FAT jabs such as Ozempic and Wegovy could be “game changers” in tackling bowel cancer within five years, researchers have claimed
Evidence has already shown that injections of the weight-loss drugs can cut risk by “reducing inflammation” and improving metabolism.
Professors Tim Spector and Sarah Berry of King’s College London are now heading a five-year £20million project into the link between bacteria living in the gut — called the microbiome — and colorectal cancers.
It will include clinical trials to assess whether weight-loss jabs can lower cancer risk.
The professors wrote: “It’s thought that if certain bacteria are present in the microbiome you may be more likely to develop the disease.”
“If we can firm this up, it’s possible that doctors could work out from a stool sample whether you are at risk of tumours later on.”
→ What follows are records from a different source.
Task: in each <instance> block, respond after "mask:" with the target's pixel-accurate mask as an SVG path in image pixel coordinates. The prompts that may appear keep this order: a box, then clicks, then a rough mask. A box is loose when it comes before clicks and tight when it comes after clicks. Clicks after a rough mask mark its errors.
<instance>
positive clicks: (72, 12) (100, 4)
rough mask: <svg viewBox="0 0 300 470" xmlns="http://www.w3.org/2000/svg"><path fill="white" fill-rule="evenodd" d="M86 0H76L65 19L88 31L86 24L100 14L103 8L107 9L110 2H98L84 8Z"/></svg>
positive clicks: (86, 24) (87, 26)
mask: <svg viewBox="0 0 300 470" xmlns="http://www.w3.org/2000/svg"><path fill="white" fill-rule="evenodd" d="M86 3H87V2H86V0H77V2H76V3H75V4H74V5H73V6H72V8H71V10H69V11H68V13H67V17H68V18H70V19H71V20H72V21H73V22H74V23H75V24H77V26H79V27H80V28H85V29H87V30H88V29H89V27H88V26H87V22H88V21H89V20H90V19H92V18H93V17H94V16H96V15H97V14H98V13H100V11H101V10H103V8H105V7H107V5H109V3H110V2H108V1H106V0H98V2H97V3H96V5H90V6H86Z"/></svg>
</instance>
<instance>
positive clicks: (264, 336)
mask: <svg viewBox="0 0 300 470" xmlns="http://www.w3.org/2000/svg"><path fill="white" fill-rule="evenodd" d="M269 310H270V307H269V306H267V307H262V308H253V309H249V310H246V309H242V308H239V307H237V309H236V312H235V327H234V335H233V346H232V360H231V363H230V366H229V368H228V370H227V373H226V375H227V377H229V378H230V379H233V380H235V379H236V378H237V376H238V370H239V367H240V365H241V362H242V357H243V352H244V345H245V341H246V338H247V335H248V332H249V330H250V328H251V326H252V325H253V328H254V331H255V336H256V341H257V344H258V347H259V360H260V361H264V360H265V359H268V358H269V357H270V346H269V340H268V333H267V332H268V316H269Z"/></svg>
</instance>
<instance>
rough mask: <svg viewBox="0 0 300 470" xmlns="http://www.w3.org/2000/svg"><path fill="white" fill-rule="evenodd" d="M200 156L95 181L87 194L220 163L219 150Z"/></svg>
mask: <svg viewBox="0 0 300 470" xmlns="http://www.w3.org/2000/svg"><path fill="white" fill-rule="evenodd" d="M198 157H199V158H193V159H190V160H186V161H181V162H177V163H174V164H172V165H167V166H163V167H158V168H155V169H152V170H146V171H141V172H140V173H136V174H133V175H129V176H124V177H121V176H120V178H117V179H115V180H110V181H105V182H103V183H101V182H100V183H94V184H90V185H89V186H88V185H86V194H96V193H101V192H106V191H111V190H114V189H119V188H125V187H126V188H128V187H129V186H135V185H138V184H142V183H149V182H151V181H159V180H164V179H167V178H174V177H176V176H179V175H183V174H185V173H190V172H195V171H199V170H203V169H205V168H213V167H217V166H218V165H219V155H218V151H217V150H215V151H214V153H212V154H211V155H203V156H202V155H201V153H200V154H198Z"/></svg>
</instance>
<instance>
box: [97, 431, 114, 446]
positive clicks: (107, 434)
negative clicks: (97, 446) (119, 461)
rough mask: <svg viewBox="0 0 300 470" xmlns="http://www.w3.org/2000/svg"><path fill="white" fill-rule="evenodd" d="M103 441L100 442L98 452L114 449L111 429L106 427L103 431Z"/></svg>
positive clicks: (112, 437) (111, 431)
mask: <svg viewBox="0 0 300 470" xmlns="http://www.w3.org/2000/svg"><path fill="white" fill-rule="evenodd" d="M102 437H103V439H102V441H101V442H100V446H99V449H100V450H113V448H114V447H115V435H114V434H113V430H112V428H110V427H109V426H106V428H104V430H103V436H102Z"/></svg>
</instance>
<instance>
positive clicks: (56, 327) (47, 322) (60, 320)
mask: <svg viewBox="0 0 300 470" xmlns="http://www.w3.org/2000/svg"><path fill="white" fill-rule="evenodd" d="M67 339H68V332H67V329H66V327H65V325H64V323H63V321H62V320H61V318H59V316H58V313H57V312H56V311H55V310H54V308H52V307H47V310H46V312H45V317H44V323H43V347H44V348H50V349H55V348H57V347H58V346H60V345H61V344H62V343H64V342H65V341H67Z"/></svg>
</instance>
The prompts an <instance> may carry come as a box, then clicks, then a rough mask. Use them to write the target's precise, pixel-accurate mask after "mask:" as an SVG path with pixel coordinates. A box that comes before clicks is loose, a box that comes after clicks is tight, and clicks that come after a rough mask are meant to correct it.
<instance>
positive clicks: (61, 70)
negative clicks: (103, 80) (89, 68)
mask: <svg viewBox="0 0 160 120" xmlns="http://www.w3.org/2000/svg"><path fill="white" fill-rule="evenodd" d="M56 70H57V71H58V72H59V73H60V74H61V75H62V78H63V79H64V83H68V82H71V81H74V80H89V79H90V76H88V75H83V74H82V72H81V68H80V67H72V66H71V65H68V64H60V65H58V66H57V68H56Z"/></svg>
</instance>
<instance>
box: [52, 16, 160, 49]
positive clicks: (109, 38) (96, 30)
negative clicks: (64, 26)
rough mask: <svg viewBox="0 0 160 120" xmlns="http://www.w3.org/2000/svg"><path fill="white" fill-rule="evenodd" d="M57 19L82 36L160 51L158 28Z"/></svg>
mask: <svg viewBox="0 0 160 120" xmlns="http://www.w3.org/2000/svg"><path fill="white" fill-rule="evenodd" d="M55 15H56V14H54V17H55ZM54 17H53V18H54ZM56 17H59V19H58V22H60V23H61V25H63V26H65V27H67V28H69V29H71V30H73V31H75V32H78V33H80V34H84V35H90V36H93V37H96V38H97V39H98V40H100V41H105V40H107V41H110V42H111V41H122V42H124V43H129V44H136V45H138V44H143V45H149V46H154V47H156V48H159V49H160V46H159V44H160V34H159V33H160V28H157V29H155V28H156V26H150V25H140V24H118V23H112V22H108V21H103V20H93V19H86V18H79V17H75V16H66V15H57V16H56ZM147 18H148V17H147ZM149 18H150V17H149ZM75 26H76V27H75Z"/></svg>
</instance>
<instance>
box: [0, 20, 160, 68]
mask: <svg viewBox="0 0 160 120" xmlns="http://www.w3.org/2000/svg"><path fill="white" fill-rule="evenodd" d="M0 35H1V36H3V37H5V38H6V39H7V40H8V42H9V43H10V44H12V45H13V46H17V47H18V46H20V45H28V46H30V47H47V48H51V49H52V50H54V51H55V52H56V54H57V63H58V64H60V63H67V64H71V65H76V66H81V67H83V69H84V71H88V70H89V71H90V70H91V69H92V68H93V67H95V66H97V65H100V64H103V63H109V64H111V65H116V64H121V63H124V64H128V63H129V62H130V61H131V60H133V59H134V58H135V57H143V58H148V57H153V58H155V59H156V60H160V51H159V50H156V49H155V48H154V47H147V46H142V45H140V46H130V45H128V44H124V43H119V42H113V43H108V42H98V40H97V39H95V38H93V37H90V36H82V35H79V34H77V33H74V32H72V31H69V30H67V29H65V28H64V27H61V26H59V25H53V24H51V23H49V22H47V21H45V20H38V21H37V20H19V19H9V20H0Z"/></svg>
They told the Mail on Sunday: “We don’t have answers yet, but within five years we might. It could be game changing.”
Strictly dancer Amy Dowden, 33, and Dawson’s Creek actor James Van Der Beek, 47, are among those under-50 to be diagnosed with bowel cancer in the past two years.
“Those born in 1990 – who are in their mid-30s today – are nearly two and a half times more likely to get bowel cancer than someone born in 1950,” Profs Spector and Berry wrote.
More than 100 scientists will be involved in their five-year research project.
It has been funded by Cancer Research UK and the Bowelbabe Fund, set up by cancer campaigner and Sun columnist Dame Deborah James before her death aged 40 in 2022.